Le présent accord a pour objet de promouvoir l’égalité professionnelle entre les femmes et les hommes et la qualité de vie au travail au sein de l’entreprise et de mettre en œuvre les moyens nécessaires à la suppression ou, à défaut, la réduction des inégalités constatées.
Enfin, conscientes de l’impact des représentations socio-culturelles sur le monde professionnel, les parties désirent encourager la mixité pour chacun des niveaux d’emploi de l’entreprise.
Les parties se sont rencontrées au cours d’une réunion qui s’est tenue le 30 septembre 2024. Toutes les parties présentes l'étaient suivant la composition des délégations qu'elles avaient retenue.
ARTICLE 1 – OBJET
Le présent accord s’inscrit dans le cadre des dispositions L.2242-17 et R.2242-2 du Code du travail. L’objet de l’accord est de promouvoir l’égalité professionnelle au sein de l’entreprise en fixant des objectifs de progression, en déterminant des actions permettant d’atteindre ces objectifs et en y associant des indicateurs chiffrés permettant d’évaluer l’effet des actions mises en œuvre.
ARTICLE 2 – CHAMP D’APPLICATION
Le présent accord s’applique à l’ensemble des salariés de l’entreprise.
ARTICLE 3 – ETUDE DE SITUATION PROFESSIONNELLE DES FEMMES ET DES HOMMES AU SEIN DE L’ENTREPRISE
Dans le but d’établir un diagnostic préalable de la situation professionnelle des femmes et des hommes, la Direction de l’entreprise et les organisations syndicales se sont appuyées sur les éléments figurant dans le rapport de situation comparée visé à l’article L.2312-36 du Code du travail d’une part et sur le bilan de l’accord sur l’égalité professionnelle entre les hommes et les femmes signé le 24/09/2021.
Le diagnostic réalisé au travers des indicateurs précédemment énoncés laisse apparaître certaines actions non finalisées pouvant concourir à un déséquilibre entre la situation des femmes et celles des hommes notamment concernant le domaine d’action des conditions de travail et plus particulièrement la prévention des violences verbales, sexistes et sexuelles.
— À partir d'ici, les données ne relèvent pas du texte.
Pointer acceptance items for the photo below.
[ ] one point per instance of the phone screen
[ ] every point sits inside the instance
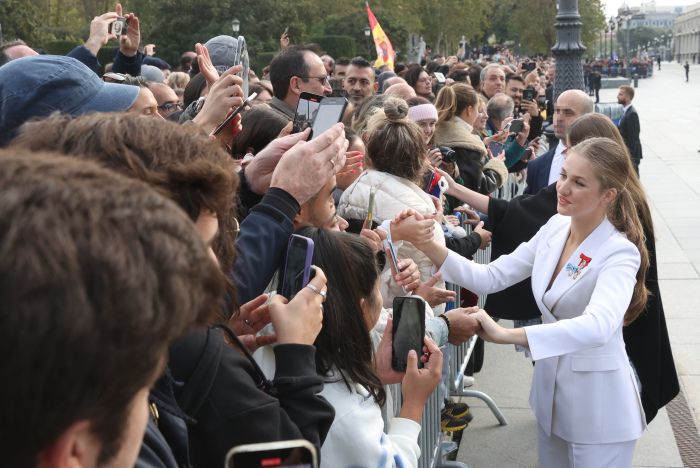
(295, 457)
(408, 330)
(329, 113)
(306, 111)
(495, 148)
(297, 268)
(516, 126)
(391, 256)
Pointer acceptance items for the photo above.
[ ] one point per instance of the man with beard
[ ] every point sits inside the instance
(359, 81)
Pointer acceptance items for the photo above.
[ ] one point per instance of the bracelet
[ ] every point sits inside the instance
(447, 322)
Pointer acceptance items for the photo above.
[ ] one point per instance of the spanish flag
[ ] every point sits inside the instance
(385, 51)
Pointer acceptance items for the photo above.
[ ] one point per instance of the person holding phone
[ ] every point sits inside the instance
(353, 374)
(588, 266)
(396, 162)
(457, 107)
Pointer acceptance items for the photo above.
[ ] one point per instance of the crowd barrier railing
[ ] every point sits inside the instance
(434, 448)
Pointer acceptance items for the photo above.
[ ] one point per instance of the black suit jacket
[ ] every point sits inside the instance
(538, 172)
(646, 339)
(629, 129)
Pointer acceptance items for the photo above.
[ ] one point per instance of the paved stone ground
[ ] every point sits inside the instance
(669, 110)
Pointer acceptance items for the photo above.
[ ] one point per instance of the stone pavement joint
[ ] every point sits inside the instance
(684, 430)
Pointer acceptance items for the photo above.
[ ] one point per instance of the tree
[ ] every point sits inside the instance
(532, 23)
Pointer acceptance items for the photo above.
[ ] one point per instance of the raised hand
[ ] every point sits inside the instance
(418, 384)
(300, 320)
(432, 295)
(206, 67)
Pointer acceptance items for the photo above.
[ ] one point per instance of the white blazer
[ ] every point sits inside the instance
(583, 388)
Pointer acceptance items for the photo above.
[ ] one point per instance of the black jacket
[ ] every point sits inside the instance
(213, 398)
(646, 339)
(629, 129)
(234, 410)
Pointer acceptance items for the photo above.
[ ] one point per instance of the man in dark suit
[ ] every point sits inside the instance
(629, 124)
(545, 169)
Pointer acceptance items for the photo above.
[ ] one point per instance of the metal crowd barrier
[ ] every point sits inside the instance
(431, 441)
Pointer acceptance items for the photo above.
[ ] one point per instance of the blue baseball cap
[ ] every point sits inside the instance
(37, 86)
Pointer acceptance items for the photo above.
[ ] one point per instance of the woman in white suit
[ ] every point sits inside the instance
(587, 266)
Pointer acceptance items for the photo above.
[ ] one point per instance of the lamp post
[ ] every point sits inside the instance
(611, 23)
(568, 50)
(368, 33)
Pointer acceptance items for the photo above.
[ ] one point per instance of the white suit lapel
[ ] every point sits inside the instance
(579, 263)
(554, 246)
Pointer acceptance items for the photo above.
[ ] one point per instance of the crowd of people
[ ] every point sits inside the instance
(142, 242)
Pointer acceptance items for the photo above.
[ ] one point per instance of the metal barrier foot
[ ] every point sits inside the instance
(486, 399)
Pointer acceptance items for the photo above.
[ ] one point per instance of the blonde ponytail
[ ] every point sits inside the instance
(611, 164)
(446, 104)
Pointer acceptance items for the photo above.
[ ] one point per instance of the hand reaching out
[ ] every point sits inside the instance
(419, 384)
(206, 67)
(299, 320)
(484, 234)
(129, 42)
(432, 295)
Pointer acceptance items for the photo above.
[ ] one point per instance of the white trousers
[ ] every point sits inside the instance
(555, 452)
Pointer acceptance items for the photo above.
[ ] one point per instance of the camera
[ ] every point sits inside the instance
(448, 154)
(119, 27)
(529, 94)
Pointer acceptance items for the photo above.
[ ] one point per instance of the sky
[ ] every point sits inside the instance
(611, 6)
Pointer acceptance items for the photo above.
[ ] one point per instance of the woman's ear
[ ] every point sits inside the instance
(610, 195)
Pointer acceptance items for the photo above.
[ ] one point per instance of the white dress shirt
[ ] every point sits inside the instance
(557, 163)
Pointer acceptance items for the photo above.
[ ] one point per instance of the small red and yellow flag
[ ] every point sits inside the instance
(385, 51)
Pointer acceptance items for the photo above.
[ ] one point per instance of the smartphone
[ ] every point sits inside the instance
(119, 27)
(296, 271)
(515, 126)
(408, 330)
(529, 94)
(495, 148)
(291, 453)
(390, 251)
(329, 113)
(337, 88)
(306, 111)
(233, 114)
(370, 209)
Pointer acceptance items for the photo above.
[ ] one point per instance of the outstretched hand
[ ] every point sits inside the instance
(432, 295)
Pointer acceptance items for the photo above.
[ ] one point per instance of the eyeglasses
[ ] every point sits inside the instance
(168, 106)
(324, 80)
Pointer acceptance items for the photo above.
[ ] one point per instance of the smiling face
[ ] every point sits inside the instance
(428, 128)
(579, 192)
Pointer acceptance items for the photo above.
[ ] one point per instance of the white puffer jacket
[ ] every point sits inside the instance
(393, 195)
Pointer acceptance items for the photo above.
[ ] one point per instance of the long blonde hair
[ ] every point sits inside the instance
(610, 162)
(598, 125)
(452, 100)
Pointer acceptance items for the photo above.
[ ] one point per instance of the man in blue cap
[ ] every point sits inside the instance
(37, 86)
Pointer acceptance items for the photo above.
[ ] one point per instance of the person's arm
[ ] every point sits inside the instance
(476, 200)
(496, 276)
(99, 36)
(600, 320)
(261, 242)
(602, 316)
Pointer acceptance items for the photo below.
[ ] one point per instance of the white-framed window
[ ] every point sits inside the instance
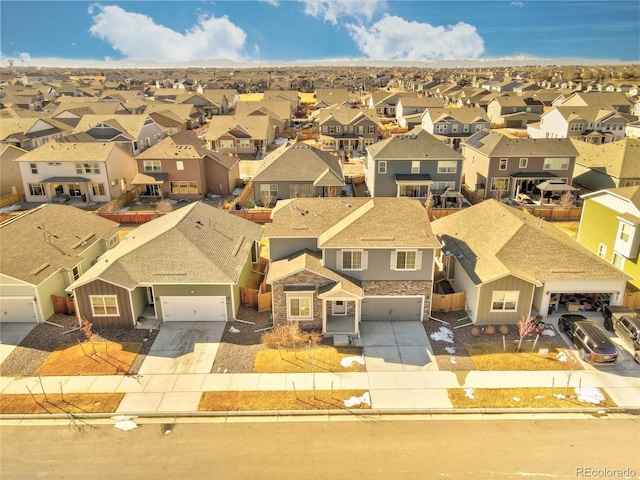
(602, 250)
(499, 184)
(556, 164)
(36, 189)
(406, 260)
(504, 301)
(152, 165)
(351, 260)
(104, 305)
(447, 166)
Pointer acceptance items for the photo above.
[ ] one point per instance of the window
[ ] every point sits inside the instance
(36, 189)
(602, 250)
(504, 301)
(97, 189)
(556, 164)
(184, 186)
(499, 184)
(447, 166)
(104, 305)
(152, 165)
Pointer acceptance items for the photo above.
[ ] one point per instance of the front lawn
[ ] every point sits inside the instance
(492, 356)
(90, 358)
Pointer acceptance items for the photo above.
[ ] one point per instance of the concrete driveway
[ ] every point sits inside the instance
(396, 346)
(184, 347)
(11, 334)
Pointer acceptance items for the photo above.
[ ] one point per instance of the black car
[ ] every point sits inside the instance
(592, 342)
(628, 330)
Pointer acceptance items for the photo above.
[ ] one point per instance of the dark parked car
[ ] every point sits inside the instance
(592, 342)
(628, 330)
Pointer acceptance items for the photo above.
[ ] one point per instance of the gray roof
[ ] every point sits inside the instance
(196, 244)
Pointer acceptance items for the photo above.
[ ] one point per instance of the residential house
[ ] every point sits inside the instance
(588, 124)
(10, 179)
(181, 167)
(610, 227)
(612, 165)
(297, 170)
(43, 251)
(337, 262)
(512, 265)
(78, 172)
(347, 130)
(453, 125)
(241, 135)
(499, 165)
(187, 265)
(415, 164)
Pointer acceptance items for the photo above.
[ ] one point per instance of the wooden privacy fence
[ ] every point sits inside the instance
(63, 305)
(448, 302)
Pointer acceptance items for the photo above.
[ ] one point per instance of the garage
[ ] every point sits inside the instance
(17, 309)
(194, 309)
(392, 308)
Les dispositions du présent accord ont pour objectif de poursuivre l’engagement pris pour supprimer, ou à défaut, réduire, dans la mesure du possible, les différences éventuelles ou constatées.
ARTICLE 4 – ACTIONS CHOISIES POUR LA PROMOTION DE L’EGALITE PROFESSIONNELLE
Les parties signataires sont convenues de mettre en place des actions ayant pour objet de promouvoir l’égalité professionnelle entre les femmes et les hommes au sein de l’entreprise.
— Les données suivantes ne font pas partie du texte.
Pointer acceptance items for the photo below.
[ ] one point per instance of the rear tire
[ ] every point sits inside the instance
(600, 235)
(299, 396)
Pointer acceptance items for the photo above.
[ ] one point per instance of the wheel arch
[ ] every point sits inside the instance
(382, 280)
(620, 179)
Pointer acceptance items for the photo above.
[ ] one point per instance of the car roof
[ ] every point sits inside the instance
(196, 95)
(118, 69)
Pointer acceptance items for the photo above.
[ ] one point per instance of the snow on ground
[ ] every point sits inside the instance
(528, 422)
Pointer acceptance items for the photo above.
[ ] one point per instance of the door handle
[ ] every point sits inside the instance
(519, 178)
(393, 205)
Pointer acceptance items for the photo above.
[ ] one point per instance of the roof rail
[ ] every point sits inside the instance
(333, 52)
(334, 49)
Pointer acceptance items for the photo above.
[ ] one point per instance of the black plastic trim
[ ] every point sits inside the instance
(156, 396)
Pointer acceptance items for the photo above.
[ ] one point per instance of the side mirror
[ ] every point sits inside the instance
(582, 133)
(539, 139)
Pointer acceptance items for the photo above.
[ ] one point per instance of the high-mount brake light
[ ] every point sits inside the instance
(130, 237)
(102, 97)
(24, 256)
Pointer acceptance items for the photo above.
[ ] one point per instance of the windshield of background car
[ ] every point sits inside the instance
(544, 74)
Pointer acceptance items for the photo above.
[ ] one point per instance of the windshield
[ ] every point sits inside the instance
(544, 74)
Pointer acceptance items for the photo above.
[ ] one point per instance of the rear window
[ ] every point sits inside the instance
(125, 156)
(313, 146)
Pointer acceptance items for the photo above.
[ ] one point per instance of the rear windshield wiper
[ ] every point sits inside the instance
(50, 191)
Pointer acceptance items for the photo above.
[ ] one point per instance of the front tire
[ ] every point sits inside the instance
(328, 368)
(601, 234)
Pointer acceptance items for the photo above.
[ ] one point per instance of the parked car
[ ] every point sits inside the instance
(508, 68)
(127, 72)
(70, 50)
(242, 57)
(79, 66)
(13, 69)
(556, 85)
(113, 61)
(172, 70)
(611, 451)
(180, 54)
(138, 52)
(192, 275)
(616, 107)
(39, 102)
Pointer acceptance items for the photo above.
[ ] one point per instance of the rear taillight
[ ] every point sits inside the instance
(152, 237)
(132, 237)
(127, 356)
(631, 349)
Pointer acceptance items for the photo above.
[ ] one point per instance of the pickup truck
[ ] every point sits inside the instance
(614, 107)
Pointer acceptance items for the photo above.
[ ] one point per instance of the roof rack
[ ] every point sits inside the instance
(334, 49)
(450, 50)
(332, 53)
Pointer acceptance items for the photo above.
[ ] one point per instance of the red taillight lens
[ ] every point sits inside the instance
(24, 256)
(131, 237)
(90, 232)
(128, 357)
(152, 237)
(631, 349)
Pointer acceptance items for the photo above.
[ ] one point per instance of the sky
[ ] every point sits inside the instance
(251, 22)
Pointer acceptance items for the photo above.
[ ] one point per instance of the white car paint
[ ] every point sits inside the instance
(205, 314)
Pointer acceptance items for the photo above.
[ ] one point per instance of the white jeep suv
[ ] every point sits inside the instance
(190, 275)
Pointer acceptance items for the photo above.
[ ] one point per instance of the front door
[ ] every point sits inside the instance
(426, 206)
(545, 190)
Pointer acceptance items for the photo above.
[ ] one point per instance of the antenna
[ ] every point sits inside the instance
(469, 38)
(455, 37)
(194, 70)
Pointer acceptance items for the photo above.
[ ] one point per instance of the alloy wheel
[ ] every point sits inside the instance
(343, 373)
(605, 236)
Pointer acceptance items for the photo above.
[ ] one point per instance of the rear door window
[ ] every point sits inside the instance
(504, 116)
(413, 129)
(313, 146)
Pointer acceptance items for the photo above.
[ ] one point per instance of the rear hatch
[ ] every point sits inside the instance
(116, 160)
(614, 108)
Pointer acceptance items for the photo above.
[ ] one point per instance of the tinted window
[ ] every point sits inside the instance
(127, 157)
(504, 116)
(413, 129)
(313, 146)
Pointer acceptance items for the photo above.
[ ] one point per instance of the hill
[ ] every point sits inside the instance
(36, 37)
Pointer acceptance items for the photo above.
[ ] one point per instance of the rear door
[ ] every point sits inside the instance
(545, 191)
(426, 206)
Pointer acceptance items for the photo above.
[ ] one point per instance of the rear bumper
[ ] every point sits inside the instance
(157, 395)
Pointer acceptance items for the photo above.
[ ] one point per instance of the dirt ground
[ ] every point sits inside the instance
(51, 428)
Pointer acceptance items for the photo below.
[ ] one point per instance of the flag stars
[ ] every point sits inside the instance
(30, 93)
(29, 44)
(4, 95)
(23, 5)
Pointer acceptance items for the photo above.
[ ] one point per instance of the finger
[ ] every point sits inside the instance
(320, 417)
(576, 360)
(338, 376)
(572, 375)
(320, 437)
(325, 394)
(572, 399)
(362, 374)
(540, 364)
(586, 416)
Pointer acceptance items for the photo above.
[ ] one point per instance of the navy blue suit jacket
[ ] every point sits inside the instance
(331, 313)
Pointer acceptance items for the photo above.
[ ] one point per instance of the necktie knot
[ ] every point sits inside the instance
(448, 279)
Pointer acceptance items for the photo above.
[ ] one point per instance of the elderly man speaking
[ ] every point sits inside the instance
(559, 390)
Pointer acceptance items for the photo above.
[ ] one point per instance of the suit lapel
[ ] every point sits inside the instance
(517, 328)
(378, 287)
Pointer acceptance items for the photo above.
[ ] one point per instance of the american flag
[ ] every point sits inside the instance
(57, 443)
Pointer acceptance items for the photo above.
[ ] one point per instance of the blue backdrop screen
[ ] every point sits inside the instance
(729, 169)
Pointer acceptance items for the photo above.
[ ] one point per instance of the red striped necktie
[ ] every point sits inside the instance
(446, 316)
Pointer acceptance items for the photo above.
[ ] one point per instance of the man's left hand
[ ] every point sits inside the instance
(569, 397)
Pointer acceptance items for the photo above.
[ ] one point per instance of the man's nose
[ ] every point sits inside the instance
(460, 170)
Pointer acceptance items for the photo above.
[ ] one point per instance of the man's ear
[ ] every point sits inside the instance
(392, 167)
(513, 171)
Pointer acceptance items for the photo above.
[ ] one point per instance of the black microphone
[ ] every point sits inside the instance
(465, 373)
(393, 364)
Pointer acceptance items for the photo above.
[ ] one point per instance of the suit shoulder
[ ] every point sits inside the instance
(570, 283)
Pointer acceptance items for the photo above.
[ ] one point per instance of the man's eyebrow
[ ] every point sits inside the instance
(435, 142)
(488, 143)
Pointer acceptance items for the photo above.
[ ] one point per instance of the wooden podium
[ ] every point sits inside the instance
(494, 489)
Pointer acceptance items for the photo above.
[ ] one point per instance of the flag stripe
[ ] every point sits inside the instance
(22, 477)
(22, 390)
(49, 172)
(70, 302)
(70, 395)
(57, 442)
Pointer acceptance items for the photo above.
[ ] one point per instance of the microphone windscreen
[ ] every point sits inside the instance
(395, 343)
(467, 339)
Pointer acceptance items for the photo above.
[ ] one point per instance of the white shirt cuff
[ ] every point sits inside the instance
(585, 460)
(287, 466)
Des objectifs sont définis. Au titre de ces objectifs, des actions seront mises en œuvre et mesurées au moyen d’indicateurs.
L’entreprise constate que son effectif est supérieur à 300 salariés et qu’elle doit donc retenir, a minima, au moins quatre domaines d’actions parmi les 9 suivants, dont au moins le domaine d’action sur les rémunérations effectives :
Embauche
Formation
Promotion professionnelle
Qualification
Classification
Conditions de travail
Santé et sécurité au travail
Rémunération effective
Articulation entre l'activité professionnelle et l'exercice de la responsabilité familiale.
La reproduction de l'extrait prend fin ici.